Potential mechanism of action of risdiplam. Risdiplam analogs SMN-C3 and -C5 are depicted as red stars. SMN-C3 has been shown to interact with an AG-rich motif (shown in green letters) located in the middle of exon 7. SMN-C3 has been proposed to recruit splicing factors FUBP1 and KHSRP. SMN-C5 has been proposed to promote recruitment of U1 snRNP by directly binding to 54A at the 5′ss of exon 7. Interaction of U1 snRNP with the 5′ss of exon 7 has been depicted. Drawing is not to scale.

Figure 4.

Off-target effects of risdiplam or its analog SMN-C3. (a) Splicing pattern of SMN2 exon 7 and ten other splicing events affected by SMN-C3 treatment as reported by Naryshkin and coworkers. Y axis indicates the proportion of total spliced transcript that has the exon in question included.

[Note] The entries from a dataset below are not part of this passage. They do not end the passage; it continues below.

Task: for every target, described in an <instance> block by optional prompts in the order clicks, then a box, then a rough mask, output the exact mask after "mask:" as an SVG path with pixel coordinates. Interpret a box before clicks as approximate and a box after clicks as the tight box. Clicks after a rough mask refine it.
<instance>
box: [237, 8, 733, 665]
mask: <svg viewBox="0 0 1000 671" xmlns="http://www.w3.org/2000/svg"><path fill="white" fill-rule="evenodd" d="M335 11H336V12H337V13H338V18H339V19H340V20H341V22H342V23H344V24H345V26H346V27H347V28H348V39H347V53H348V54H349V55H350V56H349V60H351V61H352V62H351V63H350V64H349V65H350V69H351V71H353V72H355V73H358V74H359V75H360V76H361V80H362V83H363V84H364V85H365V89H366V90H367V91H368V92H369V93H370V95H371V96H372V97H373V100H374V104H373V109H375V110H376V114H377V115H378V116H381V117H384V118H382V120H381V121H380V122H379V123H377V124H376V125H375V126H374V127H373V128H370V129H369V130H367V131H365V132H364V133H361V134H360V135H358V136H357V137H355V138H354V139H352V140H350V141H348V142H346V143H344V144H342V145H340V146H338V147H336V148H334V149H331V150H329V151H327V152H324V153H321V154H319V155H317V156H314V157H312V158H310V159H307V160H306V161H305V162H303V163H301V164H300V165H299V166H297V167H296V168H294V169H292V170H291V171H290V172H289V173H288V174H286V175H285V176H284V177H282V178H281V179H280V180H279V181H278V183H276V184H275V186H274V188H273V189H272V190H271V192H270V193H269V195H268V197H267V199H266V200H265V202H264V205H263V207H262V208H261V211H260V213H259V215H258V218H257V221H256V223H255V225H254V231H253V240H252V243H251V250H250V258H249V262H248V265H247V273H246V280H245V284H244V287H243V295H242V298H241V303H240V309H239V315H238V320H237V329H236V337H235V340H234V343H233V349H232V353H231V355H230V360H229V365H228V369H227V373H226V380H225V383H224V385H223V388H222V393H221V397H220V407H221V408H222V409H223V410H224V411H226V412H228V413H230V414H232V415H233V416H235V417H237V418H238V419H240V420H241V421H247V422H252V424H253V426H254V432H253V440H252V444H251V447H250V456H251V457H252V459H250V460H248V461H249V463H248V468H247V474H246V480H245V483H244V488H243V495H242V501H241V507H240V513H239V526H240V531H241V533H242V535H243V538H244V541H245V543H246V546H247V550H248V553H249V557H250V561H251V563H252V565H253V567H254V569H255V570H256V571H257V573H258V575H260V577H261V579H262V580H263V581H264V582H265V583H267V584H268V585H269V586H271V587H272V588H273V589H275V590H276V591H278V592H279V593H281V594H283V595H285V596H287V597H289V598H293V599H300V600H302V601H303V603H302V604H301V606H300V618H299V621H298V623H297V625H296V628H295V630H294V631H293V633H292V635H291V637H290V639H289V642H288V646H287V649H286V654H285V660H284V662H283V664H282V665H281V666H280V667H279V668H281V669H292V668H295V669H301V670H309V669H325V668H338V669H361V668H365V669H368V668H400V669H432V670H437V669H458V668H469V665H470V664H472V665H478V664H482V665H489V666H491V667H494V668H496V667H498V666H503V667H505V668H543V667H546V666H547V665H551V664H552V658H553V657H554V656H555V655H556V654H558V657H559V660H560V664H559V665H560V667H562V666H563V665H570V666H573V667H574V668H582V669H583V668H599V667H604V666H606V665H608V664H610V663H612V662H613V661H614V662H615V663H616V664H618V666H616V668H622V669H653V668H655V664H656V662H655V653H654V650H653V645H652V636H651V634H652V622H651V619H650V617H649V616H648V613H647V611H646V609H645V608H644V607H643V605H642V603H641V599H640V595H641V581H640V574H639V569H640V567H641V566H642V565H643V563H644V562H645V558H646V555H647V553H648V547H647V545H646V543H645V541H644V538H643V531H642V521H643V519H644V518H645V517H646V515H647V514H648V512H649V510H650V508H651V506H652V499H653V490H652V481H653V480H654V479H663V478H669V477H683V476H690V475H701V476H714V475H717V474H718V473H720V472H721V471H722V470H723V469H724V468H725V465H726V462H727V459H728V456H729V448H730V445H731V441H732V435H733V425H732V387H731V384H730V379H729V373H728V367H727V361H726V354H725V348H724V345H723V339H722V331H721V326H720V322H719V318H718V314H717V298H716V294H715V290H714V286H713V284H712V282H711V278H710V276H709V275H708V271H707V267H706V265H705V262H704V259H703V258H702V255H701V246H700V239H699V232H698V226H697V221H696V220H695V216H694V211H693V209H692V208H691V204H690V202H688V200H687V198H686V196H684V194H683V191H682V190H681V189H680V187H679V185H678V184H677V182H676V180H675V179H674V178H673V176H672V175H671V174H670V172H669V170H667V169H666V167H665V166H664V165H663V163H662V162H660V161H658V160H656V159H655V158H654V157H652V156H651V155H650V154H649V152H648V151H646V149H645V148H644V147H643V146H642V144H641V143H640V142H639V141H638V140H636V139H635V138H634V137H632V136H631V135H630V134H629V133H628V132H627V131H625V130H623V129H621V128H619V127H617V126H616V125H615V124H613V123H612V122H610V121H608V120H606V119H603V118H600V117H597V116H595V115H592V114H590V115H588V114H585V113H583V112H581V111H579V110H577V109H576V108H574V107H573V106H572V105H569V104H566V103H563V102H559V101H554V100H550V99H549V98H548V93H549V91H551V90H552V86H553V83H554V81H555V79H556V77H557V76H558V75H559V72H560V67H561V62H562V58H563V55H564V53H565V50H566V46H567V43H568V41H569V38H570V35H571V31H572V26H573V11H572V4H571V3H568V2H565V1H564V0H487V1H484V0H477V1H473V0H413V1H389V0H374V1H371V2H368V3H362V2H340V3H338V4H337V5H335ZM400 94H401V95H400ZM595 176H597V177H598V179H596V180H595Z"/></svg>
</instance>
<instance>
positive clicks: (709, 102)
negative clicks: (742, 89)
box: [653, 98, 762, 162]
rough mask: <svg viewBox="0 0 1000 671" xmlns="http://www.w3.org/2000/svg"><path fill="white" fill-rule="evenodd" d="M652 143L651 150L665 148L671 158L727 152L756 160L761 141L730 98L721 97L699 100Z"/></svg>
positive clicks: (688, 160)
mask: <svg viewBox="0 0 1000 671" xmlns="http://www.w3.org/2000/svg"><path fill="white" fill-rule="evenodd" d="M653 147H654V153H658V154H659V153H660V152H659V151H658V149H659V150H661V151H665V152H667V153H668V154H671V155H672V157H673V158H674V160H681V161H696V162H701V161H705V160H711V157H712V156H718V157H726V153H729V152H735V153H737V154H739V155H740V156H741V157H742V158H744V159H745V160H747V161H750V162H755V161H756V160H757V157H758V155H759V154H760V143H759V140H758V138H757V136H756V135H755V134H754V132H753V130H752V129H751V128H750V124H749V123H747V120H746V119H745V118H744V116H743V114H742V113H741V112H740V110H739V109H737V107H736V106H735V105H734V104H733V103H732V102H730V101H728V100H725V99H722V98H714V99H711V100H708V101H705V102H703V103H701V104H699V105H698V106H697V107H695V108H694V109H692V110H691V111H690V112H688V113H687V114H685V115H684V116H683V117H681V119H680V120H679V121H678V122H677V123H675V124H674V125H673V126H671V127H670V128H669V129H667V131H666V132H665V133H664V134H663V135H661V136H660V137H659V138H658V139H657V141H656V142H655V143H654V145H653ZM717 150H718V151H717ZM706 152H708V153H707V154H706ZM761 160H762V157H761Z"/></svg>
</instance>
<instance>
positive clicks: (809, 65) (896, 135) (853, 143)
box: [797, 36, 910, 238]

X axis labels indicate the host gene and exon number of the target exons. NE: novel (unannotated) exon, (b) top enriched sequence motifs near the 3′ and 5′ss of the exons, splicing of which was changed by SMN-C3. Letter height in each motif corresponds to nucleotide enrichment at that position, (c) the sequences of 5“off-target” exons, splicing of which was affected by risdiplam, as reported by Ratni and coworkers. Numbering is given relative to the first position of each exon. Uppercase letters represent exonic sequences, lowercase letters represent intronic sequences. The longest AG-rich motif in each exon is boxed. The last two exonic nucleotides and the first six intronic nucleotides of the 5′ss are shown in bold. Each shaded/clear area “cover” ten consecutive nucleotides. An additional 5′ss within exon 9 of FOXM1 is indicated with an asterisk, and (d) genomic overview of two examples of splicing events induced by SMN-C3 treatment. POMT2 (top panel) contains a novel, unannotated exon located in the region between exons 11 and 12. Inclusion of this unannotated exon is caused by SMN-C3 treatment, as shown by the increased read depth. SNAP23 (bottom panel) has a novel exon (between exons 3 and 4) that undergoes inclusion. This is coupled with intron retention, as indicated by increased read depth in the flanking introns.